Una habitación propia

Teatro, Drama
4 de 5 estrellas
Una habitación propia
©Diego Ruiz

Autora: Virginia Woolf. Versión y dirección: María Ruiz. Intérprete: Clara Sanchis

Lo terrible de 'Una habitación propia' es que parece haber sido escrito ayer. Esto nos puede dar una dimensión de la desquiciante lentitud de los avances feministas, de la fortaleza de las estructuras patriarcales y de las extraordinarias dosis de ilusión y lucha que conlleva cualquier pequeña conquista de las mujeres en este mundo concebido por hombres. Es sorprendente comprobar que las reivindicaciones de Virginia Woolf no diferían, en esencia, de las actuales. Y es muy oportuna esta revisión y adaptación teatral de María Ruiz; no es lo mismo saber que Woolf arengaba a las señoritas bien de su época para que ocupasen puestos de responsabilidad –y ya le parecía que iban despacio, “Hace nueve años que se aprobó el sufragio femenino, ¿a qué esperan?”, afirma–, a que un cuerpo y una voz como los de Clara Sanchís se lo espeten directamente al público del nuevo milenio, en un ejercicio de performatividad transhistórica que remueve y conmueve.

Y hace reír.
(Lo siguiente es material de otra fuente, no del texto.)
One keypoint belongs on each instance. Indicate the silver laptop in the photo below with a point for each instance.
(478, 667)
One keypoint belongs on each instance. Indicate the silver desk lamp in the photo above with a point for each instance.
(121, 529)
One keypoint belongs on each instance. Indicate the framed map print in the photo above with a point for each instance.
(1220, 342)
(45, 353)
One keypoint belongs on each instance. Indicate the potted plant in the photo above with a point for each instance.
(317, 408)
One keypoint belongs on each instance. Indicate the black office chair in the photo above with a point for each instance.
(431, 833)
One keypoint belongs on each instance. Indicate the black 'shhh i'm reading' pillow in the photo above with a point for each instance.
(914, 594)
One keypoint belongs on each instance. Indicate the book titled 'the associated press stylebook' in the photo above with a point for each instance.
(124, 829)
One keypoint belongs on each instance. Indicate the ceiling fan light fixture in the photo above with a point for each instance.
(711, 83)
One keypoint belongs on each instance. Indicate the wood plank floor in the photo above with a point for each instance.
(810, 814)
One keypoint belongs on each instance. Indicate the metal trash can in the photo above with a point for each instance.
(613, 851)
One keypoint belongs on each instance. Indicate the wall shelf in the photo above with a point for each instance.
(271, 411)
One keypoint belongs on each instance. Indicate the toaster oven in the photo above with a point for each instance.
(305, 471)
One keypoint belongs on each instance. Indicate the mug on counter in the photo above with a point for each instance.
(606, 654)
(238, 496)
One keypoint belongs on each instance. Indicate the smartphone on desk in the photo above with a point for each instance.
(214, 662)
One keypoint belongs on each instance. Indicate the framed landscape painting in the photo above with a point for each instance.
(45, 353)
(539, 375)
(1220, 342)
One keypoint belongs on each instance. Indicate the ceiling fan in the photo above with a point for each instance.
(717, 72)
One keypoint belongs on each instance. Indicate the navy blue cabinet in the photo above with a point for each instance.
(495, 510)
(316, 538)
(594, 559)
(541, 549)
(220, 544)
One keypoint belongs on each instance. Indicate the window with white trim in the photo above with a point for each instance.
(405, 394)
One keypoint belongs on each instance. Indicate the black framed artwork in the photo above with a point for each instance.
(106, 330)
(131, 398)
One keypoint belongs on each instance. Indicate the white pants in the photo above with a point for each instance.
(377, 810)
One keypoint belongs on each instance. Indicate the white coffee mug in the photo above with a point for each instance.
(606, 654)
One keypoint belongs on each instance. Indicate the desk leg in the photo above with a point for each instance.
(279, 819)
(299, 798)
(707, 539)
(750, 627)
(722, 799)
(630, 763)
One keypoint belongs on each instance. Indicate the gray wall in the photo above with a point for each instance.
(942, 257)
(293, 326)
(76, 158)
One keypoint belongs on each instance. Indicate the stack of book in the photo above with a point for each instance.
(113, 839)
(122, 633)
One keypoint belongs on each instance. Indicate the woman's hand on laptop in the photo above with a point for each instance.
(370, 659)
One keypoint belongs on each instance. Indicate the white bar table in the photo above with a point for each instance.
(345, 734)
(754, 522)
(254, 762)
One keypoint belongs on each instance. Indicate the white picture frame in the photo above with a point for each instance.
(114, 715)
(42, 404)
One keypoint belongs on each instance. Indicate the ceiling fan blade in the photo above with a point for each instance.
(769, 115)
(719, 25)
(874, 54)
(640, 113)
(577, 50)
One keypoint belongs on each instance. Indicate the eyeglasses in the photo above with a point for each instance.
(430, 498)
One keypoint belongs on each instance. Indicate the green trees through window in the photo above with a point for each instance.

Mucho. Aunque los primeros 20 minutos de función el espectador los viva desde la desorientación, a partir de que Sanchís-Woolf se mete en harina con el feminismo, empieza la fiesta. A Sanchís le resuenan todos y cada uno de los sarcasmos de Woolf, a nosotros nos resuenan todos y cada uno de los sarcasmos de Sanchís. La actriz nos maneja a su antojo y nos hace viajar por su línea de pensamiento mientras reímos, nos asombramos y, sobre todo, con la perspectiva que da la distancia histórica, nos fuerza a un ejercicio de empatía con nuestras antecesoras. Articula una genealogía hablando al presente. Proporciona pasado y explicaciones de futuro. Enraiza y cuestiona. La propuesta, sencilla en su puesta en escena, implica, sin embargo, para el espectador un ejercicio intelectual y emocionalmente complicado del que no va a salir indemne. Ni ellas ni ellos.

La austeridad de la escenografía es llamativa al principio, pero pasa a un segundo plano en cuanto el contenido y la auténtica apuesta toman el mando. Sanchís es colosal y destila inteligencia, al igual que la mano y el ojo de María Ruiz, una directora que firma con tinta invisible, pero que esconde en cada giro, en cada pausa, en cada gota de sudor impecablemente recogida por la actriz con su pañuelo, una propuesta y una solución cargadas de intención y de oficio. Ruiz, cuya trayectoria, en manos de un hombre, sería motivo de comer una y contar veinte, rubrica una pieza imprescindible para comprender el mundo en el que vivimos. Las batallas también se pueden ganar con humor, y 'Una habitación propia' derrota cualquier susceptibilidad contra el feminismo a base de la ironía de los datos y de la gracia intelectual.